The Zoning Commission of Palm Beach County voted Sept. 11 to recommend approval of a rezoning and a class A conditional use that would allow a 53‑unit townhome project, called Nash Trail, on roughly 7.57 acres north of Lantana Road and west of Haverhill Road.
The applicant proposed rezoning three lots from Residential Estate (RE) to RS and a class A conditional use to permit 53 fee‑simple townhomes (about 7 dwelling units per acre). Staff found the requests consistent with the MR‑5 future land‑use designation and recommended approval subject to conditions. The commission voted to recommend both the rezoning (item 5a) and the conditional use (item 5b); the conditional‑use recommendation passed with one commissioner recorded as opposed.
Why it matters: the application changes the allowed density from three single‑family homes (one per existing lot under RE) to a townhouse subdivision that neighbors say will alter drainage, privacy and the rural character of adjacent Agricultural/Residential (AR) properties.
Project and staff details: Doug Murray of WGI, speaking for the applicant, said the site plan concentrates homes toward the east side to maximize separation from western neighbors, preserves three tree‑preservation areas and proposes a total of 0.84 acres of recreation and open space. Murray said the plan includes a 20‑foot incompatibility buffer with a 6‑foot SIMTech (composite) fence along portions of the western boundary and a 6‑foot opaque fence along north and south property lines. He also described a parking plan and said Nash Trail will provide a 0.45‑acre recreation area.
Staff described the item as a remand from the Board of County Commissioners after a legal challenge; staff outlined tree‑preservation numbers and buffering and noted the application includes an administrative request for workforce housing density bonus. Wendy Hernandez, project manager, and Timothy Haines, environmental manager, described the county’s tree preservation and mitigation review process and said preserved areas become enforceable as part of the development order.

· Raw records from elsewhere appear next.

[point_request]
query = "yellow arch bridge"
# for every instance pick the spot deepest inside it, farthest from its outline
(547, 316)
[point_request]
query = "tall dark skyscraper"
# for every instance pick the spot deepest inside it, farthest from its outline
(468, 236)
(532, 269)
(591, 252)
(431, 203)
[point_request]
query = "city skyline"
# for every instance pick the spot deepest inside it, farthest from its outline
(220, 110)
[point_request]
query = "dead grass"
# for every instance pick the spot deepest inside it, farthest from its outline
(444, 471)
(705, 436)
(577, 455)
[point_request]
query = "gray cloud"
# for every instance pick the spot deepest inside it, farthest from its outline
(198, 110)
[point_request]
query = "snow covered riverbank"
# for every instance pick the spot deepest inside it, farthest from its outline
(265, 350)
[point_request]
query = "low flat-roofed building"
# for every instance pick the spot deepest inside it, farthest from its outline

Key points of contention from neighbors and applicant responses:
- Berm and wall: Neighbors asked for a 3‑foot berm plus a concrete wall along the full western AR boundary. The applicant proposed a concrete wall only where required by code (southern 325 feet adjacent to bona fide agricultural use) and a SIMTech composite fence for the remaining portion to reduce heavy machinery impacts on tree roots. The applicant said a 3‑foot berm would require about 18–23 feet of ground disturbance (3:1 slopes plus top) and would likely harm root systems and require removal of additional trees; the applicant argued the SIMTech option lessens tree loss while meeting wind resistance standards. Neighbors said the SIMTech product may not withstand hurricane‑force winds as well as a concrete wall and that a full wall would better protect agricultural uses and reduce light and noise impacts.
- Tree counts and mitigation: The applicant’s presenter said 254 trees (and additional buffer trees) would be preserved in place; staff noted the project’s official tree disposition lists approximately 612 existing trees with 234 to remain in place and 327 slated for mitigation, which translates (due to tree size multipliers) to an obligation for the equivalent of 1,097 replacement trees. Staff said precise mitigation locations and final civil plans will be reviewed and enforced at final site plan (DRO) and via protection‑of‑native‑vegetation permits; Timothy Haines explained the county requires barricades for preserved trees and double mitigation if trees preserved in place are lost because of construction.
- Utilities and access: Water‑utility staff require that water and sewer lines extend to the project property line (a stub‑out). The applicant agreed to construct the lines to the property line; staff said a neighboring property owner could later apply to connect and would bear connection costs. Road improvements will be required only to the point where the project contributes trips (improve 50 Second Drive to the project entrance and transition back to existing road), staff said.
- Workforce housing: The developer requested a workforce housing density bonus; the application proposes an off‑site exchange for workforce units. The applicant offered to increase the obligation from 4 required units to 6 workforce units, which will translate to 9 rental units under the county’s multiplier for off‑site rental exchange.
Public input: Five neighbors spoke, emphasizing flood concerns, tree‑loss fears, the effect on equestrian uses and property values, and urging a continuous concrete wall and larger berm. The commission asked questions about survey accuracy (applicant confirmed a survey showing 7.57 acres) and the mechanics/timing of the off‑site workforce unit construction (staff said the exchange builder obligation must be in place prior to issuance of the first residential building permit).
Commission action: The commission voted to recommend approval of the rezoning (item 5a) and the class A conditional use for townhomes (item 5b). Staff will enforce tree‑preservation, drainage and buffer conditions at the final DRO stage and through environmental and engineering permits. The class A conditional use recommendation recorded one opposed vote.